Через две недели я захотел, чтобы ты представила меня своей семье — там, в Эльзасе, откуда ты приехала. Зачем так срочно? Я говорил — чтобы укрепить связь между нами. Да, я так говорил. Иногда лучший способ скрыть свои намерения — это высказать их вслух: я искал способ привязать тебя к себе.

Ты была довольна, поскольку у меня был такой довольный вид! И мы отправились на неделю в Эльзас. Мы увидели твоих родителей только в последний день. Ты говорила, что сначала мне нужно открыть «остальное»: виноградники, старые фахверковые дома, тяжелые громадины Вогезских гор вдалеке. И день за днем я чувствовал, как среди этих дешевых почтовых открыток в тебе нарастает тревога, но возвращаться назад было слишком поздно. Сам я ничего больше сделать не мог. Ты снова не сумела сказать мне «нет», и я вторгся в твою частную жизнь.

Твоя маман назначила нам встречу в кафе возле городской ратуши. Потом она должна была отвезти нас к себе, к вам домой. Она впервые видела одного из твоих спутников, одного из тех мужчин, с кем ты встречалась в Париже, которые занимались театром, литературой, кино: одного из тех, кто отличается от всех и, конечно, думает не так, как все, из тех, о которых говорят, что у них скверные нравы…

Мы пили чай на террасе.
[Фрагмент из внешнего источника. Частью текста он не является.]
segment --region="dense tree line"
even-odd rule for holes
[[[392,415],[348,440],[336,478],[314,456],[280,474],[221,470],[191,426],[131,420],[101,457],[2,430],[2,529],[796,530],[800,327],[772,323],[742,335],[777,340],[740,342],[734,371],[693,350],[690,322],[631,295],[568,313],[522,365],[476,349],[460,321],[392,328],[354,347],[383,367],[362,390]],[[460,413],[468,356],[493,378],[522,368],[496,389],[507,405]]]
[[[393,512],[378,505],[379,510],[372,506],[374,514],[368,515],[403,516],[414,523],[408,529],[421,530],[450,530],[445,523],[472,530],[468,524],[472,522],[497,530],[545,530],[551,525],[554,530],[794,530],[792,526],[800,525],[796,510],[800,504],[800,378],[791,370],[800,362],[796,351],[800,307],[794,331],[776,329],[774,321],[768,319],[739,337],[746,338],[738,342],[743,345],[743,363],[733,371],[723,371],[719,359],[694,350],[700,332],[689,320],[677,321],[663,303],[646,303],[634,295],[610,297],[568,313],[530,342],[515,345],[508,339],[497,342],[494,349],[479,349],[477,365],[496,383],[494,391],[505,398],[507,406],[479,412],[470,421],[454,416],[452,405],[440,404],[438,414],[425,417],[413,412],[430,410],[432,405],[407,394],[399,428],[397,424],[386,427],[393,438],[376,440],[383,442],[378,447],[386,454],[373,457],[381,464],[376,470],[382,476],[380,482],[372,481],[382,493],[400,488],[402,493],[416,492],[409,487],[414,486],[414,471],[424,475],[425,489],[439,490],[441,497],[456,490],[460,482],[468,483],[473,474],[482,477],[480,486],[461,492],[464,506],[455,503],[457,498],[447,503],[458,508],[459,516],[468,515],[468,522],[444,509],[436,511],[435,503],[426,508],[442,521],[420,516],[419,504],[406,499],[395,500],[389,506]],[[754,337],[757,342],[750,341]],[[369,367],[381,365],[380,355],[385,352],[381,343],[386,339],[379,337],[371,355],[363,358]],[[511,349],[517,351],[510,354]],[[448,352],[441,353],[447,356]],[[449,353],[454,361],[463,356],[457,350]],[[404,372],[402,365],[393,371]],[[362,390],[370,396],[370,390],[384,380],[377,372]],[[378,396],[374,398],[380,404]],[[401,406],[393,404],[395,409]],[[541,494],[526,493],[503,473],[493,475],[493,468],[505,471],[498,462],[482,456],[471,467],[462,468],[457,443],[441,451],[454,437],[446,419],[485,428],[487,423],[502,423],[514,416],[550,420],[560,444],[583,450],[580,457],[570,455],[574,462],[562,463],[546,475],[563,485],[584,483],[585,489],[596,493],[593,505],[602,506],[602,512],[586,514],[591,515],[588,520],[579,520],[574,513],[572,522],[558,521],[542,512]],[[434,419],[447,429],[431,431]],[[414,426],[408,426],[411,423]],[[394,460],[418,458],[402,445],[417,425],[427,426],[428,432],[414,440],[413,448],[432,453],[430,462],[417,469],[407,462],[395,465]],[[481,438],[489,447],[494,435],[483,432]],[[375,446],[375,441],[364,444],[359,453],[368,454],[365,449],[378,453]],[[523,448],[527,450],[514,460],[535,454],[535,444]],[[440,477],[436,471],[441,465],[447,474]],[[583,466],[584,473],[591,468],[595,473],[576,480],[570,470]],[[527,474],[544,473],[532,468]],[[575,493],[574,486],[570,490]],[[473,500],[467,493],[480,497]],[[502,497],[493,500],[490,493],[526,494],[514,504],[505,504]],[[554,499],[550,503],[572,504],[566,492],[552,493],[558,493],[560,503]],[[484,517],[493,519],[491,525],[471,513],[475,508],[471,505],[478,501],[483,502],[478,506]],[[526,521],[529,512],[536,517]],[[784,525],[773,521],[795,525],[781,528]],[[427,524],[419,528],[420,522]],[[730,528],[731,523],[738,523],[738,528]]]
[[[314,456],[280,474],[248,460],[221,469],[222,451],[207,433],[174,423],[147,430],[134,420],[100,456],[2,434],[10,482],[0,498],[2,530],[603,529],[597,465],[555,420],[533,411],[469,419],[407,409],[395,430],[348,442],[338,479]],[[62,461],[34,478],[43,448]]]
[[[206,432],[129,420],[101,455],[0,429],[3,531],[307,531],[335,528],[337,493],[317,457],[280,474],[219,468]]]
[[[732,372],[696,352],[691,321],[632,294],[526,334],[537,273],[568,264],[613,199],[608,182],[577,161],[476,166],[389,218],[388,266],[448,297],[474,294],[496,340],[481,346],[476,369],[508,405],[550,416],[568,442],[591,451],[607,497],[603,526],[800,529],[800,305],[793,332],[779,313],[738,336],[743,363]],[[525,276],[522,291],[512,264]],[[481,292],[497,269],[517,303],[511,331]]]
Твоя маман обратила наше внимание на то, что погожие дни в этом году держатся дольше, чем обычно. Еще она сказала, что нам стоило бы приехать пораньше: тогда бы мы смогли увидеть сбор винограда. Ты слушала, пыталась улыбнуться, — но, как и я, с беспокойством угадывала ее подлинные слова, читавшиеся в ее взгляде, устремленном на меня: «Этот мужчина играет с тобой и пользуется твоей слабостью. Разве ты не видишь, какой он сильный? Он гораздо сильнее нас… Когда-нибудь тебе придется покинуть его, как тебе пришлось покинуть других — когда ты поймешь, что и он тоже не может дать тебе ничего хорошего».

Возможно, она и хотела бы меня полюбить, твоя маман, принять меня «в ваш круг». Но я был настолько другим! Она боялась меня и того зла, которое я, скорее всего, хотел тебе причинить, или же причинил бы, даже не отдавая себе в этом отчета. Мы были так далеки друг от друга: я, парижанин, имя которого появлялось в газетах, — и вы, она и ты, провинциалки… Потому что ты, ты ведь тоже оставалась провинциалкой, потому что, хотя ты и жила в Париже, даже выступала на сцене, хотя и твое имя тоже иногда можно было встретить в газетах, на самом деле ты так и не покинула родной дом, не правда ли?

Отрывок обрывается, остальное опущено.